Jatin Ondhia, CEO of Shojin 
“November is shaping up to be a significant month, with inflation falling, a new-look cabinet, and an incoming Autumn Statement – this is a pivotal moment for people to reassess how they are managing their finances and consider how to best supercharge their savings and investments. Even as inflation falls, investors cannot afford to be passive; in this environment, it is important to scrutinise your portfolio and explore every available option, considering both traditional and alternative assets. 

“The political and economic landscape has shifted once again this past month, and investors’ risk tolerance and long-term financial goals may need to recalibrate too. What’s more, all eyes will now turn to Jeremy Hunt and next week’s Autumn Statement. Falling inflation is a boost to the Chancellor, and it will be intriguing to see what he pulls out of the famous red briefcase in the way of impactful policies aimed at fostering growth and galvanising the investment landscape – investors will certainly need to take note.” 

Amanda Aumonier, director of mortgage operations at  
“A decrease in inflation would typically trigger the Bank of England to consider cutting interest rates. However, industry experts are anticipating that the current base rate is unlikely to change in the next year, suggesting that mortgage interest rates are likely to stabilise for the time being. Having said that, it's crucial to bear in mind that geopolitical uncertainties could impact the economy, so making precise predictions about what interest rates are going to do is always a gamble. 

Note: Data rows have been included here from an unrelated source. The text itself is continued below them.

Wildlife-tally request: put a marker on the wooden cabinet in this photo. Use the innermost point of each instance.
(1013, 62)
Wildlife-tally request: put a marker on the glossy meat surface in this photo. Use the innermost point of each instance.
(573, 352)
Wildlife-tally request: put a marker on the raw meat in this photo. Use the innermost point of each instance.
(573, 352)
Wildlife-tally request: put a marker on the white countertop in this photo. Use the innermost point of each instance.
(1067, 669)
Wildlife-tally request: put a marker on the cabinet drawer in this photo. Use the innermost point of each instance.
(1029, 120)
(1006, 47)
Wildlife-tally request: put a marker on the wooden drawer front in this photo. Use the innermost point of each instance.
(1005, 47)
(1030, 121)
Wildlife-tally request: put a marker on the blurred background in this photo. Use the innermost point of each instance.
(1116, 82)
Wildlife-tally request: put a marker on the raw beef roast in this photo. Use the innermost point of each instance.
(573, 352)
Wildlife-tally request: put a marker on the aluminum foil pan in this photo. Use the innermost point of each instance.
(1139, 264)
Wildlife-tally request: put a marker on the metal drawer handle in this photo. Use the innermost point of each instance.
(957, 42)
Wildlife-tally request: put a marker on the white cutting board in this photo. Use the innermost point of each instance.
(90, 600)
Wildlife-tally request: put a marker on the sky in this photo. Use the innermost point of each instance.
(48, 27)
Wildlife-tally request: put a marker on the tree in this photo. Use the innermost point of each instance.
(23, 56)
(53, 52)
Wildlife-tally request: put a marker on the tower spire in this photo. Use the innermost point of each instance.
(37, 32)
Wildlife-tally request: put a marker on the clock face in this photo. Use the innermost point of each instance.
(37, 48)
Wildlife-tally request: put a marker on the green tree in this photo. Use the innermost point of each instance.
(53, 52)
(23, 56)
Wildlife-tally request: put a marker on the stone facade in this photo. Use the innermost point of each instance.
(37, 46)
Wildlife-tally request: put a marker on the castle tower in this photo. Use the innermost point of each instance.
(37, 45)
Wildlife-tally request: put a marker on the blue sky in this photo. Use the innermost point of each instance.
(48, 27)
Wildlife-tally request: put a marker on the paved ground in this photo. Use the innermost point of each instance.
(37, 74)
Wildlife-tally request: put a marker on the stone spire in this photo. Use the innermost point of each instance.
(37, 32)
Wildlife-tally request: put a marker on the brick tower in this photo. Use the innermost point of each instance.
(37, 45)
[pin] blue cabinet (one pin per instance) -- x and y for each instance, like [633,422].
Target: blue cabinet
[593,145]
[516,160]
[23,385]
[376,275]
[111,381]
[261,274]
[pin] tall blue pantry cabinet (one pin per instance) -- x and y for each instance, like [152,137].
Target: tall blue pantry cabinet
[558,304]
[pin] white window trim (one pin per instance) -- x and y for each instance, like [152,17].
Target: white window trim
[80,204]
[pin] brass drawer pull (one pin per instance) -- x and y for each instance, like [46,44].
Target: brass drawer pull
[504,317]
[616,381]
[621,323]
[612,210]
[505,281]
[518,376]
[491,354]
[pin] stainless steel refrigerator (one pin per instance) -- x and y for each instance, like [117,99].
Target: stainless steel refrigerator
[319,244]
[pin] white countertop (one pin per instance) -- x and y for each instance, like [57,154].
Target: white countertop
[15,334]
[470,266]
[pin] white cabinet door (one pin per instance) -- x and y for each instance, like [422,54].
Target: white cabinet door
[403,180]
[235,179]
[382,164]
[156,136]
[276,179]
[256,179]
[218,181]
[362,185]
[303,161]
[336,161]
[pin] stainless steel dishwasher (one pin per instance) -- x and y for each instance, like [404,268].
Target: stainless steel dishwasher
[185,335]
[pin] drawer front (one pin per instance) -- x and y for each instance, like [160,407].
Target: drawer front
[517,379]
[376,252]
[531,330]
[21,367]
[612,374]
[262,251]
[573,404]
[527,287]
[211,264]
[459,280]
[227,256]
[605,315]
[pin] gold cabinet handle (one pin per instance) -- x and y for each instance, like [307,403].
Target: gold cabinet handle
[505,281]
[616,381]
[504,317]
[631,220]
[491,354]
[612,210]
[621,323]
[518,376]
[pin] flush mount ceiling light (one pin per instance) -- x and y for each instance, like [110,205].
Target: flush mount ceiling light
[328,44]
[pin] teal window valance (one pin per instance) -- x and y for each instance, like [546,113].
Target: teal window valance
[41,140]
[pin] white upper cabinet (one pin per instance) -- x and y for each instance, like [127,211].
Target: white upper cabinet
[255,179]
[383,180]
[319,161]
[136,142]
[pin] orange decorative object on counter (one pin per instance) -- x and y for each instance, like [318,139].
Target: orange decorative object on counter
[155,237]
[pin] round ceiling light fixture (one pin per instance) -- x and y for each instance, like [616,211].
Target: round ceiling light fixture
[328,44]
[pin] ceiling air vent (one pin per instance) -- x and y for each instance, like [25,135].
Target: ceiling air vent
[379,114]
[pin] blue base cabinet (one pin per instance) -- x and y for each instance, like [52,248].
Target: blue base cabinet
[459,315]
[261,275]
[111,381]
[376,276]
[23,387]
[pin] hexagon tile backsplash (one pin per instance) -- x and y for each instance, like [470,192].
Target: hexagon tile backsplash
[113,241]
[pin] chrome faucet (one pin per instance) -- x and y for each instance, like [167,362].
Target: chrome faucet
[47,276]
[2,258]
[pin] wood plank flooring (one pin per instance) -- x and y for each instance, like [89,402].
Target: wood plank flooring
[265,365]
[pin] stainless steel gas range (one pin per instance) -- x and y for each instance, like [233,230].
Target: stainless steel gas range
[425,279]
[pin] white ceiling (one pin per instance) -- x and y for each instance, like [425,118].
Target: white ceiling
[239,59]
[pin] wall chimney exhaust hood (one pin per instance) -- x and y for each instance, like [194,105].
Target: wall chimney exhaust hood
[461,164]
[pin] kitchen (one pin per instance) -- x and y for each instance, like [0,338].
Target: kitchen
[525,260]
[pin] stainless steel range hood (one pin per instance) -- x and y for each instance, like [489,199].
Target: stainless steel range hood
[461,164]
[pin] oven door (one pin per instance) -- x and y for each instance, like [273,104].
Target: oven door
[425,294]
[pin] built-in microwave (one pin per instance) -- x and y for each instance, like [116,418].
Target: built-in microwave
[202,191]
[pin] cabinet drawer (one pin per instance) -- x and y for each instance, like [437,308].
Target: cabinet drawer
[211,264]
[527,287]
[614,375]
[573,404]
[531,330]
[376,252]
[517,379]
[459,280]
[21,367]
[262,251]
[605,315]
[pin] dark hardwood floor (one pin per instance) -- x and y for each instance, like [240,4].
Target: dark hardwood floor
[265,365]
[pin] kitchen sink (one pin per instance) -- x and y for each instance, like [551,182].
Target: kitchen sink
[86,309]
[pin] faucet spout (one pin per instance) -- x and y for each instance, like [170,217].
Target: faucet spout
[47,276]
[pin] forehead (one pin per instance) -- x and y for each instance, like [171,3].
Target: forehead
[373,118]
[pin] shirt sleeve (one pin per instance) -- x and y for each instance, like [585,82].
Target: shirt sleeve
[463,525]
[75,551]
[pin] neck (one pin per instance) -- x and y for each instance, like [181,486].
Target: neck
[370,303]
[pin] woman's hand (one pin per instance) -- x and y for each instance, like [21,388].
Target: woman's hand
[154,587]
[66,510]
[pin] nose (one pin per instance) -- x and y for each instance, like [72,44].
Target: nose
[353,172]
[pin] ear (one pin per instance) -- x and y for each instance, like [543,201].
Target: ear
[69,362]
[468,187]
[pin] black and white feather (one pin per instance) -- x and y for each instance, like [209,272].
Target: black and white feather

“If you're thinking about buying your first home and wondering if now is the right time, remember that the perfect moment will never exist. The important thing is to avoid making decisions that could put you under financial strain. For numerous homeowners, the big question now is whether to find a new fixed-rate mortgage or explore the potential of a variable or tracker mortgage. Choosing a fixed-rate mortgage is a smart move if you like knowing exactly how much you'll pay each month and want to stick to a tight budget. But if you're okay with a bit of uncertainty and think interest rates might go down, a variable or tracker mortgage could save you money over time.”

James McManus, chief investment officer at Nutmeg, a digital wealth manager
“Today’s inflation data marks another significant milestone in the UK’s attempt to reign in spiralling price rises. In October 2022, headline inflation was over 11 per cent and the road ahead looked bleak. Lower-than-expected inflation is good news for consumers, it provides an additional boost to their spending power and will hopefully ease some of the day-to-day financial pressure. Pressure will also ease on the Bank of England and its battle with inflation, with the bank increasingly likely to hold interest rates steady into the new year.”